Saint Augustin voit en toute perspicacité l’exact contraire apparaître ici: pour les Romains, la religion est une institution de l’État, c’est-à-dire une fonction au service de l’État et en tant que telle soumise à ce dernier. Elle n’est pas un absolu indépendant des groupes qui la portent, elle exerce une fonction ancillaire vis-à-vis de cet absolu qu’est l’»État». Pour les chrétiens en revanche, la religion ne relève pas de la coutume, mais de la vérité, qui est absolue, ce qui veut dire qu’elle n’est pas instituée par l’État mais que c’est elle qui a institué une communauté, nouvelle, qui embrasse tous ceux qui vivent de la vérité de Dieu. À partir de là, saint Augustin a compris la foi chrétienne comme une libération: libération de la contrainte de la coutume pour atteindre la vérité**.»

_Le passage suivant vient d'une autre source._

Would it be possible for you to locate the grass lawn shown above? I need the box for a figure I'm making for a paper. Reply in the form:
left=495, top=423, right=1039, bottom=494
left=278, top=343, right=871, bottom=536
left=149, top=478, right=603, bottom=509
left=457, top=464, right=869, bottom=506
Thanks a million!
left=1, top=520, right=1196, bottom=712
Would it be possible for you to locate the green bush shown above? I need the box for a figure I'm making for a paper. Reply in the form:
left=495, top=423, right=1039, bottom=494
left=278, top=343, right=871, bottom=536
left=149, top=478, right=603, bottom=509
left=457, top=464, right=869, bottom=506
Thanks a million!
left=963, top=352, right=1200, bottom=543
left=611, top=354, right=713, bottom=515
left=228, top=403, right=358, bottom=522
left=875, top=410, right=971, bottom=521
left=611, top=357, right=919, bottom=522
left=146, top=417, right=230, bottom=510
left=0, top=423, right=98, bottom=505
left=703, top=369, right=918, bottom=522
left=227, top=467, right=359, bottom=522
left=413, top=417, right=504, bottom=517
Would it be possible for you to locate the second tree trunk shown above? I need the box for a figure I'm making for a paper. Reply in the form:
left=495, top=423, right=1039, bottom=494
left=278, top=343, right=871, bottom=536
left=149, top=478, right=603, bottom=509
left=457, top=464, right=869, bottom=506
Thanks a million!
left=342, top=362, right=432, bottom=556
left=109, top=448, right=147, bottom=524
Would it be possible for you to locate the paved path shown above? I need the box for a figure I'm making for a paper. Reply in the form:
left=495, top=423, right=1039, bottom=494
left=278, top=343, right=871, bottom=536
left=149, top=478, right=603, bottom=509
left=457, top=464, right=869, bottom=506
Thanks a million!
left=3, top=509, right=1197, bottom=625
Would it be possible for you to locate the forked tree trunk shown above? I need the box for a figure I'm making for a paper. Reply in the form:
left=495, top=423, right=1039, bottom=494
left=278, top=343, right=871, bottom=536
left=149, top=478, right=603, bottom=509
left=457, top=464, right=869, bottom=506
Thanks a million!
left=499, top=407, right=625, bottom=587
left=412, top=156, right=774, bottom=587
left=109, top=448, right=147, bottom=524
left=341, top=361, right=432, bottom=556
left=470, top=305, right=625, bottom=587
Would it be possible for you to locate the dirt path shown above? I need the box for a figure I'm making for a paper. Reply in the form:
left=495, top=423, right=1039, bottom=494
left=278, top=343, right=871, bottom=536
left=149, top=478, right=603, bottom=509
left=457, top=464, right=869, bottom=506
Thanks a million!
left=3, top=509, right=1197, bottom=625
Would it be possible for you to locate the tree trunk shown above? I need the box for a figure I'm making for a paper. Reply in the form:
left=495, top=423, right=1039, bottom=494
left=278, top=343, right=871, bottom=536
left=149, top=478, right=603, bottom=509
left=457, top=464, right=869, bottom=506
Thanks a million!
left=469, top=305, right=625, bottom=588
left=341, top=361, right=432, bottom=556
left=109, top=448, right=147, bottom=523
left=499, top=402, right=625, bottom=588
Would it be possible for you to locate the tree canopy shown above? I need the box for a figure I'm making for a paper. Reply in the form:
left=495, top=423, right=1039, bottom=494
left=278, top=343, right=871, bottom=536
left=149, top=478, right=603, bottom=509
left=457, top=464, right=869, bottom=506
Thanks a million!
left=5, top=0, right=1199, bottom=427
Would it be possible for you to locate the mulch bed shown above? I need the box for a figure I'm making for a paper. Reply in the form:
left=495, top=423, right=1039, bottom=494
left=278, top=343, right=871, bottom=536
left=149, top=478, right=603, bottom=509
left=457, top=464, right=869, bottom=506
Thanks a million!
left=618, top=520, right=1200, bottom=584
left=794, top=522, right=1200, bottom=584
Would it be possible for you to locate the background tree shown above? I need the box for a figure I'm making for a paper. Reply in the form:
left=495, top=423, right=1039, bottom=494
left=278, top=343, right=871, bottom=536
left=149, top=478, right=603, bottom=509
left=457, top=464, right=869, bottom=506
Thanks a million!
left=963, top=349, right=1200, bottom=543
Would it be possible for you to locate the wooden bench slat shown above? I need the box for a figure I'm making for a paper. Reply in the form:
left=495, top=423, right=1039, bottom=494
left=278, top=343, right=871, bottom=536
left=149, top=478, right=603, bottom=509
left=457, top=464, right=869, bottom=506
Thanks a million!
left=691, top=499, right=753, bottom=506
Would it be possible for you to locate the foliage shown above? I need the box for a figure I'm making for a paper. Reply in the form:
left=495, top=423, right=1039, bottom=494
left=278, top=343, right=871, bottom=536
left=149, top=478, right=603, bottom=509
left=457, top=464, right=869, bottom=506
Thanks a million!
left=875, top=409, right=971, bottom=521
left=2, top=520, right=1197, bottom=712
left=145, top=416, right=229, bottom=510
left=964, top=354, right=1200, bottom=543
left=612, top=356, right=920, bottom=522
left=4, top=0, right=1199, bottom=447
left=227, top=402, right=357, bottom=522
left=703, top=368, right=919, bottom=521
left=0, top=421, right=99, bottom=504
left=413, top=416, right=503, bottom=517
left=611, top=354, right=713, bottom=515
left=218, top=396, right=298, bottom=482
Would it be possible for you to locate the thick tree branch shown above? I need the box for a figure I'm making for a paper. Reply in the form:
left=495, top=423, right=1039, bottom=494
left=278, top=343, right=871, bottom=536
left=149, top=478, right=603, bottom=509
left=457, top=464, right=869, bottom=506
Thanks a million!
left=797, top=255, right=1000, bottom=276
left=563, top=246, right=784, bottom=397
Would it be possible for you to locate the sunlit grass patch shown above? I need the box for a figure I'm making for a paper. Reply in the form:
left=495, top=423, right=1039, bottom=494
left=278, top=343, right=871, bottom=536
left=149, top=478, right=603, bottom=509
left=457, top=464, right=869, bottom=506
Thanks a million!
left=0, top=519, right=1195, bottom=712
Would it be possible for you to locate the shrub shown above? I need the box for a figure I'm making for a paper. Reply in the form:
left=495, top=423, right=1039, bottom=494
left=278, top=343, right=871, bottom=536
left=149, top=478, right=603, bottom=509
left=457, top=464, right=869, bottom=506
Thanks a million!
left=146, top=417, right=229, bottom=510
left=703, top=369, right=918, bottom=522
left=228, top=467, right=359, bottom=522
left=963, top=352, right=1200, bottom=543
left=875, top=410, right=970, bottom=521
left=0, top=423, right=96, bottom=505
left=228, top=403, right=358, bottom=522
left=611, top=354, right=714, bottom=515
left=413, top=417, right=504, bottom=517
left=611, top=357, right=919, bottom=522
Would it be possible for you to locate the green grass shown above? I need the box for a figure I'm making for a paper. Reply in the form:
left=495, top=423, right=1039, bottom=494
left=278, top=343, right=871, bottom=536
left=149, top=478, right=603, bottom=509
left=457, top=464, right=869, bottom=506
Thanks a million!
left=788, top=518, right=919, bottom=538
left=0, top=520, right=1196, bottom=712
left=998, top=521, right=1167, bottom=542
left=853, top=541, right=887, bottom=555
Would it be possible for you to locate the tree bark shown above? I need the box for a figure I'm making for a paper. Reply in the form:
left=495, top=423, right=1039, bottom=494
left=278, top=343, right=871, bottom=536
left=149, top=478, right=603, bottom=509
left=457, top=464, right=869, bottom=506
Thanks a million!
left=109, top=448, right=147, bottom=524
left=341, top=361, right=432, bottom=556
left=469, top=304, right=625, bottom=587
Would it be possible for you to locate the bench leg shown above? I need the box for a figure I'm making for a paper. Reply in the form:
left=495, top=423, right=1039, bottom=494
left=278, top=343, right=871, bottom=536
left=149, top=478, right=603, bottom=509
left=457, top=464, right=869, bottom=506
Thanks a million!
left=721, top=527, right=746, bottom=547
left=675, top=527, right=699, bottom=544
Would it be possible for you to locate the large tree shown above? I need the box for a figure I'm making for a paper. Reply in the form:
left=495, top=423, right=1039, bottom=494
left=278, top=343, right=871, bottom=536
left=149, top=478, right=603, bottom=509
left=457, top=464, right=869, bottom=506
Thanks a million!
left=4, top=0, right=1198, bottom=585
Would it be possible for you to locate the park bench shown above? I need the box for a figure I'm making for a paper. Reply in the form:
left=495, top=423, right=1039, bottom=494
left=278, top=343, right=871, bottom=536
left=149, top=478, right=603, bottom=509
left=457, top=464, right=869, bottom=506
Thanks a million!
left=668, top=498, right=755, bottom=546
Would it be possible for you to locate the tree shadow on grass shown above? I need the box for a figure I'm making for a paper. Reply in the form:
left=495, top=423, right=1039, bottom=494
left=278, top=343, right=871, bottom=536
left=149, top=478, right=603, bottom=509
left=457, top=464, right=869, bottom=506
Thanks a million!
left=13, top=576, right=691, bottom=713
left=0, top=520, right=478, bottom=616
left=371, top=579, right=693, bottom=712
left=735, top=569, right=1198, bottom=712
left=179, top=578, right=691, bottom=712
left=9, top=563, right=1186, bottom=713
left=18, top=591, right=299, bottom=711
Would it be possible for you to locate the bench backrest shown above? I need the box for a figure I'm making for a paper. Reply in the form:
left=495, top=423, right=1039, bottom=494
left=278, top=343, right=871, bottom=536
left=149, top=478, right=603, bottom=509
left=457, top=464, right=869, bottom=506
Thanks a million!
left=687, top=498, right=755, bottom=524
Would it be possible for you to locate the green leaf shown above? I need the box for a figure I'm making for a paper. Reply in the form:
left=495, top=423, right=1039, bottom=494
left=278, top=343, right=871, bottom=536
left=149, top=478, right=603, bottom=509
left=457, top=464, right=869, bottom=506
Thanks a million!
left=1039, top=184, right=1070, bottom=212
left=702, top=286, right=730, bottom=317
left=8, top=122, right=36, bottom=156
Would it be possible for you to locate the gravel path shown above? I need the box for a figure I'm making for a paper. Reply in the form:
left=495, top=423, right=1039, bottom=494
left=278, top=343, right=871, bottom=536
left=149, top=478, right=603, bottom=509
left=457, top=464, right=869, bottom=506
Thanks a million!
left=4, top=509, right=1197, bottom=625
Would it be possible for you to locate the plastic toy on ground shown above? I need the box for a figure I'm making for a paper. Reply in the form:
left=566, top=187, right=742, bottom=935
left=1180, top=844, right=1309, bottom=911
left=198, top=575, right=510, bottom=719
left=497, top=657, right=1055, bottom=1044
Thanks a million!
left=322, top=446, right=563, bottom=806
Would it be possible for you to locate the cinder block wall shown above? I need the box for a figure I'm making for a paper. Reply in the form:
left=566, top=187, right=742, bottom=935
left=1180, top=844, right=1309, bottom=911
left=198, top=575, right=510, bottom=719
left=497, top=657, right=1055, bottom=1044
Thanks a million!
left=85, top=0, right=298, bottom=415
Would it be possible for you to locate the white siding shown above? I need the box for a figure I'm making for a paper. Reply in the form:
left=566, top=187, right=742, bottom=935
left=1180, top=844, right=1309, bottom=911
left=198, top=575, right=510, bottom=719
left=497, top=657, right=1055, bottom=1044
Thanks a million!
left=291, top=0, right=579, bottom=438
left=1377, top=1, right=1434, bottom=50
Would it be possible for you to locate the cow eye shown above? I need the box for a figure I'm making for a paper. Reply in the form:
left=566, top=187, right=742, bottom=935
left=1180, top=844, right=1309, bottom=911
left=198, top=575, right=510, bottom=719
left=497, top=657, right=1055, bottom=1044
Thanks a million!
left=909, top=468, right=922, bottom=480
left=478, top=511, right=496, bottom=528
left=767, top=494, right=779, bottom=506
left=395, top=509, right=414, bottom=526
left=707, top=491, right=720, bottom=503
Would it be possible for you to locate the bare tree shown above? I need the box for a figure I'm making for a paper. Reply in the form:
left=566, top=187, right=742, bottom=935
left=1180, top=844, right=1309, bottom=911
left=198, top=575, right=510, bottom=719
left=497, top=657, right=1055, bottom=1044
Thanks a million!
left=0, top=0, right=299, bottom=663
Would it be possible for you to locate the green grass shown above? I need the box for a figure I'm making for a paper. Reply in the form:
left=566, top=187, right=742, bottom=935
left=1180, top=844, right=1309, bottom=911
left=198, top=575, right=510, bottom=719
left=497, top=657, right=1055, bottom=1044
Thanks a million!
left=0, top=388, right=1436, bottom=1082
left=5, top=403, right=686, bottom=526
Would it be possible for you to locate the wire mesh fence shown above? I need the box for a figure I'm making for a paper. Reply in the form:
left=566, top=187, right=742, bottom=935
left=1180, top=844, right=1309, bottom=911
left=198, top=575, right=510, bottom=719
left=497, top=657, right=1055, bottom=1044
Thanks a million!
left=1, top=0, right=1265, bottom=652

C’est pour garder au spirituel sa pureté, sa splendeur, mais aussi sa force (enveloppée d’une apparente impuissance) que le politique ne doit pas l’absorber, comme le souhaita, plus ou moins consciemment, la monarchie absolue (qui tendait au césaro-papisme) ou, plus tard, la démocratie pure (qui radicalise la confusion du spirituel et du temporel). La politique ne saurait être le lieu de la vérité. Ce n’est pas sa vocation. Elle doit pourtant conserver un lien avec elle. Grégoire de Nazianze évoque la patience de Dieu:

«Il n’est pas facile de changer les usages établis et respectés depuis très longtemps… Qu’est-ce que je veux dire par là? Le premier Testament supprimait les idoles mais tolérait les sacrifices. Le second mettait fin aux sacrifices mais tolérait la circoncision. Une fois acceptée l’abolition [de ces usages], [les hommes] renonçaient à ce qui était seulement toléré» (cité par Benoît XVI, Jésus de Nazareth, tome 2, Monaco, Éditions du Rocher, 2011, p. 51).

Cette prudence et cette lenteur dans la pédagogie divine s’appliquent a fortiori aux innovations politiques et sociales proposées par des hommes de chair sujets à l’erreur et à l’illusion. Une certaine résistance au progrès n’est pas sans avantage: elle ralentit, permet l’adaptation, la compréhension, l’assimilation, l’intégration. Des abus intermittents d’un traditionalisme confinant quelquefois à l’obscurantisme sont possibles? Qui le niera? Inévitables? Probablement! Mais ils ne modifient en rien les bienfaits fondamentaux d’une telle résistance, crible rudimentaire contribuant à la longue à conserver ce qui mérite de l’être et à ne rejeter en dernier ressort que ce qui ne saurait être réformé ni justifié en raison. On ne pénètre la coutume de vérité que petit à petit. Le progrès accéléré est toujours signe de panique et de dissociation intérieure.
(…)

* L’expression est de Bernard Bourdin.
** Cette citation est tirée d’un ouvrage peu connu du grand pape théologien, publié en 1971 et récemment traduit en français: Joseph Ratzinger [Benoît XVI], L’Unité des nations: la vision des Pères de l’Église, Paris, Éditions de l’Homme Nouveau, 2011, p. 83-86.